俺が上がってきた階段には先程の何倍もの芋虫が層をなしていて、通り抜けられるような状況ではなかった。俺は救いを求めるように、従業員用のエレベーターに目を転じたが、同様。
今度はうめき声が出た。
芋虫が半開きになったドアの隙間からぞろぞろと這い出てくる。時折、漏電でもしているのか電気的な光と音がそこから零れ、ジュッとなにかが焦げる臭いがした。
きっと、操作盤かなにかにまで芋虫が入り込んでいるのだ。
その時、ゼロが俺の頬に震える手をかけた。
俺は彼女の視線を辿り、同じように震え出す。芋虫で埋まった階段を今、大きな黒い影がずるり、ずるりと這い上がってくる。その姿は間違えようもない。ムカデだった。
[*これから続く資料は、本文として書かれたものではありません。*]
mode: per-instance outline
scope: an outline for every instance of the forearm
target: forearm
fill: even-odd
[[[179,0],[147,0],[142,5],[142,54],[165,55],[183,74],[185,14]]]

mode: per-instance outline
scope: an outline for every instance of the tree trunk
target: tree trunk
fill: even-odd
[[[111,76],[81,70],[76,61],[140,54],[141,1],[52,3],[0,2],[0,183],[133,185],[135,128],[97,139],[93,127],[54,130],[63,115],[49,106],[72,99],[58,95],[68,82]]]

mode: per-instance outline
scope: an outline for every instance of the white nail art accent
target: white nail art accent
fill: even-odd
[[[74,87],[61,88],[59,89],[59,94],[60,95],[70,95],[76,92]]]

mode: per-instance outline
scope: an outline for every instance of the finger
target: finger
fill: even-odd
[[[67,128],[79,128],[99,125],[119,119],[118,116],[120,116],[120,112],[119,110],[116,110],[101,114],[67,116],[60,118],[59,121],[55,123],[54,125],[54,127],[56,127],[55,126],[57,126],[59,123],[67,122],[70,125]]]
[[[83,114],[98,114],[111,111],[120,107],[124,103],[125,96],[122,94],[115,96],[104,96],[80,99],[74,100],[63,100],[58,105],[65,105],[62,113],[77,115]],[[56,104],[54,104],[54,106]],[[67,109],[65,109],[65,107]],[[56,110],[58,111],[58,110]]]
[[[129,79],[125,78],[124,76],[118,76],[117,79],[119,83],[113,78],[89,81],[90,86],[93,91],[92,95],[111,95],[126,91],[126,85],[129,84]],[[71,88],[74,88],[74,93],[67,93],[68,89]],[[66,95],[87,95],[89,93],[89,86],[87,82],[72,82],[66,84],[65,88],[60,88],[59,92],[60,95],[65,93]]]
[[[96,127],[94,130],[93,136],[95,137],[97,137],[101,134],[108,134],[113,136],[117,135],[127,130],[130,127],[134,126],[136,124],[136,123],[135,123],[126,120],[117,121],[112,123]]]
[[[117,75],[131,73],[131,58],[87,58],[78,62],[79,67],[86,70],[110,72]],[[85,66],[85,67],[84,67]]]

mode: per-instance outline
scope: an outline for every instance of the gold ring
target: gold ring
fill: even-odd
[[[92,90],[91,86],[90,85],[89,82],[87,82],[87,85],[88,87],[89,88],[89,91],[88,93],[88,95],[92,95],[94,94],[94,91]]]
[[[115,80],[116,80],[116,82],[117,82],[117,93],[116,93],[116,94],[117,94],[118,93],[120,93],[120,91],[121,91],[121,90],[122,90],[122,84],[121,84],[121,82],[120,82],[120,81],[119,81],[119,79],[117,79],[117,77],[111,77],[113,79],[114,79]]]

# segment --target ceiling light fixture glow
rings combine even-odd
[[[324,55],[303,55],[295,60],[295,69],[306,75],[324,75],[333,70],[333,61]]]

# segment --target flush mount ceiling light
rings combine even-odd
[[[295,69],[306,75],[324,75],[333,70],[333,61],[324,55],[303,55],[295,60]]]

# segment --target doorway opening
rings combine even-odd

それもただのムカデではない。
なんというか。
大きさも桁外れだったが、なにより。
あまりにも異常だった。
身体の各所から、木の幹に枝が生えるように別の身体が突き出ていて、その身体の節目にも更に別の小さな身体が生えている。
全体的に、大きな杉の木のような外形をして、それが、ぞわぞわぞわと風に騒ぐ木の葉のように毒き……。
一瞬、気が遠くなりかけるのをなんとか堪えて、俺は辺りを見回した。なにか、どこか、逃げ道を。

 

インフィニティ・ゼロ~冬 white snow (電撃文庫)です
有沢まみずさんのデビュー作です。いぬかみっ!やラッキーチャンスとは全く違ったモノです。
虫が苦手な人は背中が痒くなります。若干のグロ成分が配合されてます。
うへぇと言うほどでもないので安心してよめますです。
イラストと内容のギャップに萌を感じて下さい。


よれよれコート=Aさんをガードしていた男達のリーダー
Aさん    =なにかを証言しようとしてる人。敵対組織が居る。